Time for a hybrid school board?
By Mark Newburn
Once again, I found myself shaking my head while watching the drama and chaos of the latest CCSD Board of Trustees meeting. This board is responsible for governing the fifth-largest school district through monumental challenges. I have worked with many of these trustees for years and consider some of them my personal friends. Individually I have found them hardworking and passionate about the students and staff even while serving in a thankless job. However, when the trustees are together, you get a Game of Thrones, where any meeting can become a Red Wedding. The trustees make a bad team. There is growing fear the current method of electing trustees no longer produces an effective policy and governance team.
As an analogy, imagine creating a new NFL football team from the starting quarterbacks from all the other teams.

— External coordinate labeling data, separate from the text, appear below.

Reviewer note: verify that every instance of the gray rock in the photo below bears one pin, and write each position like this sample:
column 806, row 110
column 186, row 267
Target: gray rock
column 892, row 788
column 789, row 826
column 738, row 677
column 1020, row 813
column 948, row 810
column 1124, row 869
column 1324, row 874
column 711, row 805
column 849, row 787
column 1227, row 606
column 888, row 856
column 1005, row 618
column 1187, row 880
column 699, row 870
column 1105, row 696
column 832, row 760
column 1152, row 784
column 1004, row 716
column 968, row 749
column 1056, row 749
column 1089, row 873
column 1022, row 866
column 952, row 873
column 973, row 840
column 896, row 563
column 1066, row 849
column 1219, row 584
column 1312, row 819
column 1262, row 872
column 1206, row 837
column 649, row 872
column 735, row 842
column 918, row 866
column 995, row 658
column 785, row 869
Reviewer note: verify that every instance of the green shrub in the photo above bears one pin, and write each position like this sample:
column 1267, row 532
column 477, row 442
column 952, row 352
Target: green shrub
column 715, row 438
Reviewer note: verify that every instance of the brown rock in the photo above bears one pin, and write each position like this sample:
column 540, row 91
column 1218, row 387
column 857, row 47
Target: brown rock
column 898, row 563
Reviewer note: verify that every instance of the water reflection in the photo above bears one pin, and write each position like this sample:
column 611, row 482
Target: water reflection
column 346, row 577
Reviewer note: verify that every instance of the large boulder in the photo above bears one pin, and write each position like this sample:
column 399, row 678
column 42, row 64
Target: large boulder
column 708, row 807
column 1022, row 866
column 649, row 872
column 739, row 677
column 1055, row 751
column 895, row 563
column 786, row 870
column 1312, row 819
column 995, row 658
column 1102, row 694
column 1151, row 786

This team would have some very talented players, but its composition would make it the worst football team in the league. This team would never win even a single football game and would likely spend its time arguing about who gets to carry the ball while blaming the coach for its failures.
In 2011, the Legislature had enough of a troubled and ineffective Nevada State Board of Education. Legislation changed the state board from an elected board into a hybrid board with four elected voting members, three appointed voting members and four appointed non-voting members. Since this change, the state board has become one of the most respected and student outcome-focused school boards in the state. The secret to this turnaround lies in how the new board's composition makes for a good team.
The appointed members of the state board must always include a parent, a teacher, someone from industry, a school district superintendent, a school district trustee, a student and a member of the NSHE Board of Regents. Each of these appointees is an exemplar in their area, turning the state board into a board of experts. The majority of the state board's voting members are still elected, keeping the board directly accountable to voters. This new structure gives the state board broad representation and deep education expertise, resulting in a more effective policy and governance team. While the state board is larger than the board of trustees, its meetings are more efficient, without all the drama.
Research suggests that a school board should spend at least 50 percent of its meeting time on matters directly affecting student outcomes. A study by the Guinn Center showed the CCSD board of trustees spends less than 10 percent of its meeting time on issues affecting student outcomes. As the CCSD trustee drama builds to new heights, we again cling to the hope that maybe the "right" people will get elected this time.
It is time to consider a change to a trustee selection method that has been shown to produce the effective policy and governance team our community needs.